Mr. Kean and Mr. Hamilton also said that if the White House agreed, they were ready to declassify and make public the notes taken by commissioners when they interviewed Ms. Rice on Feb. 7, along with the transcripts of nearly 15 hours of private questioning of Mr. Clarke that was conducted by the commission before last week's hearing. "My tendency is to say that everything should be made public," Mr. Kean said.
Throughout the day on Monday, there were signs of a debate within the administration over whether to hold fast to the principle of not allowing White House aides to testify before Congress or to seek a deal that would allow Ms. Rice to appear before the commission. . . .
Ms. Rice has given a flurry of interviews to news organizations over the last week in which she has challenged Mr. Clarke's truthfulness, including his depiction of her as slow-footed in responding to intelligence warnings throughout 2001 that Al Qaeda was plotting a catastrophic attack on the United States.
Members of the commission, Democrats and Republicans alike, say they are angered by her interviews. They say the White House has made a major political blunder by continuing to assert executive privilege in blocking public testimony by Ms. Rice while continuing to use her as the principal public spokeswoman in defending the Bush's administration's actions before Sept. 11.
"I find it reprehensible that the White House is making her the fall guy for this legalistic position," said John F. Lehman, Navy secretary in the Reagan administration and a Republican member of the commission. "I've published two books on executive privilege, and I know that executive privilege has to bend to reality."
While there is precedent for the White House argument that incumbent national security advisers and other White House advisers should not be required to testify in public, constitutional scholars say that the position is based only on past practice, not law, and that presidents have repeatedly waived the privilege, especially at times of scandal or other intense political pressure.
"Rice Told to Testify before 9/11 Hearing as Bush Caves In" -- Suzanne Goldenberg in The Guardian, 3/31/04:
President George Bush surrendered yesterday to public demands for greater disclosure from the White House to the investigation into the September 11 attacks, authorising his national security adviser to testify in public before the commission.

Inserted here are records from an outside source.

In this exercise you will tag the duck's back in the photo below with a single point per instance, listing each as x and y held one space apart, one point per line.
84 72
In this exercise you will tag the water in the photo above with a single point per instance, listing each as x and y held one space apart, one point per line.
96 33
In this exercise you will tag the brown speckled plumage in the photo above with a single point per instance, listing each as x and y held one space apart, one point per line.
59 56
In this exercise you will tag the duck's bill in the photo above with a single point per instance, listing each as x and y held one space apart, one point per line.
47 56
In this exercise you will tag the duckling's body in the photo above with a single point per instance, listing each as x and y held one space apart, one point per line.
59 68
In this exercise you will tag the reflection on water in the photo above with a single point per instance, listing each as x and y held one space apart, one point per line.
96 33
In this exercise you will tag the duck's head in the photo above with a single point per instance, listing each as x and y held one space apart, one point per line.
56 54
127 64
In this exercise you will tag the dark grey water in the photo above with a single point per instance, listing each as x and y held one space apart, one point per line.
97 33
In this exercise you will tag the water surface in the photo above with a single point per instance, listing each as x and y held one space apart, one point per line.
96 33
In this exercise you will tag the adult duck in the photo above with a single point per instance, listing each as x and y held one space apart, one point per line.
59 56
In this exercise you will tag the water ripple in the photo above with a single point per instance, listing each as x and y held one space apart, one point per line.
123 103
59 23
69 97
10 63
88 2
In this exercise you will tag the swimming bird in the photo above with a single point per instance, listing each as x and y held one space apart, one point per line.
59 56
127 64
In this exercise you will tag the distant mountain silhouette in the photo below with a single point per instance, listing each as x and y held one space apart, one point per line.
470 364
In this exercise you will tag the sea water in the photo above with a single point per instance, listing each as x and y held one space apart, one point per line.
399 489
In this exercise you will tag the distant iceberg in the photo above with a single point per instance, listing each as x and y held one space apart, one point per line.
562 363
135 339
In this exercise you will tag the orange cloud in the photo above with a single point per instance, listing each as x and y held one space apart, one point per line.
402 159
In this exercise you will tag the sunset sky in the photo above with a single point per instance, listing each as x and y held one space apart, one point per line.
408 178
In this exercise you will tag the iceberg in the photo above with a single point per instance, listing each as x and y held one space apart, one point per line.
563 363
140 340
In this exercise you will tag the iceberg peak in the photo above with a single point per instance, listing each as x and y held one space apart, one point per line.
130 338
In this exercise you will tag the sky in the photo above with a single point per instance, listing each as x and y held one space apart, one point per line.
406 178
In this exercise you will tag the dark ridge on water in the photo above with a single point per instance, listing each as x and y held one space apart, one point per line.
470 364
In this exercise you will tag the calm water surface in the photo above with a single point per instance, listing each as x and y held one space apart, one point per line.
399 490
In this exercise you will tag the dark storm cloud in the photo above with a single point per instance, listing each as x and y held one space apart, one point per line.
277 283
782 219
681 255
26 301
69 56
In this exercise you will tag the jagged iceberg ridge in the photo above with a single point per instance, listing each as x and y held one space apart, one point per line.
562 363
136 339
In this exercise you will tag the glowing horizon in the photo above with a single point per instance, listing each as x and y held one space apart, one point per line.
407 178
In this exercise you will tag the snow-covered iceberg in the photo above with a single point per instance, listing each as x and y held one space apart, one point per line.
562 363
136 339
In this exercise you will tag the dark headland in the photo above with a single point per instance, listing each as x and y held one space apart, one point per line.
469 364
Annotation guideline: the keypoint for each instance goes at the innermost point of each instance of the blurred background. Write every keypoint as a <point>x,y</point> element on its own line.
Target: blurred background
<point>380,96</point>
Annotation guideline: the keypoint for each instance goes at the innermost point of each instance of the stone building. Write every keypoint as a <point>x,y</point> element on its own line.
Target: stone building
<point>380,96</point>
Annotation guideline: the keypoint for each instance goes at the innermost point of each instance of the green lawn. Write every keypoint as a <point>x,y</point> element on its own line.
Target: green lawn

The retreat - after weeks of resisting a public appearance by Condoleezza Rice - was one of two positive gestures to the commission yesterday from a White House acutely aware that the controversy was damaging Mr Bush's re-election prospects.
In addition to allowing Ms Rice to testify in public and under oath as investigators demand, Mr Bush and the vice-president, Dick Cheney, also agreed to meet the commission, but in a single private session.
The two men will not be under oath, but their appearance represents an advance on an earlier deal that would have had Mr Bush meeting only the commission chairman and vice-chairman.
In brief comments to reporters yesterday, Mr Bush claimed he waived the principle of executive privilege because of the gravity of the attacks. "I've ordered this level of cooperation because I consider it necessary to gaining a complete picture of the months and years that preceded the murder of our fellow citizens on September 11 2001," he said.
However, the concessions came with firm conditions making it evident that the White House - which opposed the establishment of the commission - does not intend to be forced into further compromises.
A letter from Mr Bush's counsel, Alberto Gonzales, said the White House would not entertain additional demands for testimony from Ms Rice, or other White House officials. There is also no scope for expanding the session with Mr Bush and Mr Cheney.